While I thought I had a clear idea of why the Hack proposal was more practical to use, it never felt quite right. It’s always hard to articulate such feelings. Maybe it was because the caret felt like a red flag. Maybe I already had a nagging feeling that arbitrary expressions would lead to a rabbit hole, something I hopefully demonstrated in a more concrete manner above.

But apart from my own feelings on the matter, I also see an emotional outcry from people on Reddit. They’re calling the Hack proposal a mistake, even if they cannot articulate well why. I’m getting the impression (though I have no data to back this up) the people that were most looking forward to the pipeline operator, are those that were hoping for the F# proposal.
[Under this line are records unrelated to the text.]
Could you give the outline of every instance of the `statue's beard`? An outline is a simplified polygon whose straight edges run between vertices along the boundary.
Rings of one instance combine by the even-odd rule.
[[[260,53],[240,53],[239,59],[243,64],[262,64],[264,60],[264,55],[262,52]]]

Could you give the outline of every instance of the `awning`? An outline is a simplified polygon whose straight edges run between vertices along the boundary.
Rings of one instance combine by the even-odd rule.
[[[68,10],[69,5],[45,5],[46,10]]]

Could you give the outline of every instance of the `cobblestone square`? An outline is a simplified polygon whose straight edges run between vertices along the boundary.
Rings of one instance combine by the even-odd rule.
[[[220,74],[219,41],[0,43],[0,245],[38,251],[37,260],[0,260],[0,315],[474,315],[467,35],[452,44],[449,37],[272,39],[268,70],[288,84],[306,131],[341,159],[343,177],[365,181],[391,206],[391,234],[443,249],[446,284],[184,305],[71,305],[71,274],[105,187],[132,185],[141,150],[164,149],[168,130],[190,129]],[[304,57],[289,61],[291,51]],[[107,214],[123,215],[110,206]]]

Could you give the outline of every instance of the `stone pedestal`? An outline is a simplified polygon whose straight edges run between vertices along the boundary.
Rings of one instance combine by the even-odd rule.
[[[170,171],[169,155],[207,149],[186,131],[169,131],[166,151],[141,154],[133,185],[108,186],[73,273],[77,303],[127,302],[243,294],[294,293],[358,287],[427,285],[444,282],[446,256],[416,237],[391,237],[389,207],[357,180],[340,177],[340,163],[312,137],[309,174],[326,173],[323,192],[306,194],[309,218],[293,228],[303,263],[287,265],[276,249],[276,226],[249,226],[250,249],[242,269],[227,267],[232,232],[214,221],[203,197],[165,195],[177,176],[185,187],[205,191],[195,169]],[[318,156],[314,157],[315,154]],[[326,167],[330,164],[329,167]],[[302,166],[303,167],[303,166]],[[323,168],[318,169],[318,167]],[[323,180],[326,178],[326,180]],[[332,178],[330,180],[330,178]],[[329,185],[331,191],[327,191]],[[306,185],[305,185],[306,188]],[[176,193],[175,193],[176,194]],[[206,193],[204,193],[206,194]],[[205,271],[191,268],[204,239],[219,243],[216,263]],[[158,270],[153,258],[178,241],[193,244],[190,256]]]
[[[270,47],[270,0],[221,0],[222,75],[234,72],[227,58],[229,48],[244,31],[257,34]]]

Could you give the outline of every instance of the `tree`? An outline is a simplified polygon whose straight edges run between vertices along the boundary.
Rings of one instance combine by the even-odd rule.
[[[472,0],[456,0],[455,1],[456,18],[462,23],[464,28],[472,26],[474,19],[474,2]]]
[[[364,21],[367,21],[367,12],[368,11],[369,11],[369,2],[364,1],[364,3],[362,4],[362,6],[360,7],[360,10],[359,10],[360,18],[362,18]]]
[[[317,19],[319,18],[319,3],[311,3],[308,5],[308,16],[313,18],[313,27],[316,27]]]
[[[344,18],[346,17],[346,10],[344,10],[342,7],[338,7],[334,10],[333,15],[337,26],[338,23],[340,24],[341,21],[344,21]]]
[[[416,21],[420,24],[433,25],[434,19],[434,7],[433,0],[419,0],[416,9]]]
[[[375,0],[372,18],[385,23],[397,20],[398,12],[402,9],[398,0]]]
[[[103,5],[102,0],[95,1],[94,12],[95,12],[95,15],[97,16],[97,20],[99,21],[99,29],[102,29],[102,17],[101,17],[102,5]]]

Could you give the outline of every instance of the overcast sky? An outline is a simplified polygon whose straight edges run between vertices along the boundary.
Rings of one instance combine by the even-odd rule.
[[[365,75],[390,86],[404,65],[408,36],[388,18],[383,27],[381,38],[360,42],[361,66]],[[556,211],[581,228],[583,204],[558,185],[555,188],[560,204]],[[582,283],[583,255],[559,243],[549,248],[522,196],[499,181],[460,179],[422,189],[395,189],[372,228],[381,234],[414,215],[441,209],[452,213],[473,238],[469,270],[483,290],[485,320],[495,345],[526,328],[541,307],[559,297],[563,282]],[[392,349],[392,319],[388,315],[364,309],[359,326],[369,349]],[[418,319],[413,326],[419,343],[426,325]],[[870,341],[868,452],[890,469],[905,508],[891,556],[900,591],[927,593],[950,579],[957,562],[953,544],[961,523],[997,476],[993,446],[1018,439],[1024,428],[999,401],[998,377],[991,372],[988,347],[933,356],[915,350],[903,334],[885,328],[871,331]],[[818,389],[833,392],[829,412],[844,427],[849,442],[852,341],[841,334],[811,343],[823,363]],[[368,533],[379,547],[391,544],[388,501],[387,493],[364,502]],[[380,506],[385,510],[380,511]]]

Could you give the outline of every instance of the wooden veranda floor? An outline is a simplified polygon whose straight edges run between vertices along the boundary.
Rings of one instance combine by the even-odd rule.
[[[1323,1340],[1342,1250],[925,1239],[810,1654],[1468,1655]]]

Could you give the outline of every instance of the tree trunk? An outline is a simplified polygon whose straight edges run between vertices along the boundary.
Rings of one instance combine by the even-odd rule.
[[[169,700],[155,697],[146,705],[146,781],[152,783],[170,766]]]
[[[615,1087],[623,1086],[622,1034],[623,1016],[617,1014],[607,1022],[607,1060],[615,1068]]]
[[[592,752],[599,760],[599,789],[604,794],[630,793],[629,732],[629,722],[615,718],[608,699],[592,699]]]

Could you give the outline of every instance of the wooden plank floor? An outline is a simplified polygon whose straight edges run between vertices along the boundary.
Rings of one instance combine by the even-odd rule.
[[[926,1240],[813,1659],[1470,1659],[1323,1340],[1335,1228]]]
Instead, we might be getting the Hack proposal which compromises to those that don’t really seem to care about either the operator, or the maintainability of the code it produces.

It’s hard to put into better words, so I’ll just add my voice to the choir: the Hack proposal feels like a mistake.

Summing it up

When I started writing this post I couldn’t really make up my mind between the two proposals. Hack seemed more practical, but didn’t feel quite right. F# seemed to have nicer syntax, but it was less generally applicable. Those observations haven’t changed, but if you read this far, I think my preference is clear now.

But I am also a pragmatist, so the burning question is: does the practicality of the Hack proposal weigh up against the various arguments against it? I am going to say No, and favour F# instead. And after this deep dive I would even say I would rather not have any pipe operator than have to deal with Hack, for the reasons I explained above: not because the operator is inherently bad (it can be used for good), but because I see it as a major footgun that’s too easy to abuse. If the proposal’s champions have such a hard time coming up with convincing examples, how can I expect junior or medior developers to use such an operator responsibly? How am I going to explain how you can improve your code with such an operator, when I don’t even see most of the examples in the proposal itself as an improvement?

I just hope it’s not yet too late, and the F# proposal can still be championed. It would be a more modest addition to the language. One that is only applicable in some scenarios. And that’s okay. Because at least it handles those well, and at least we can agree that for those scenarios, it’s actually an improvement.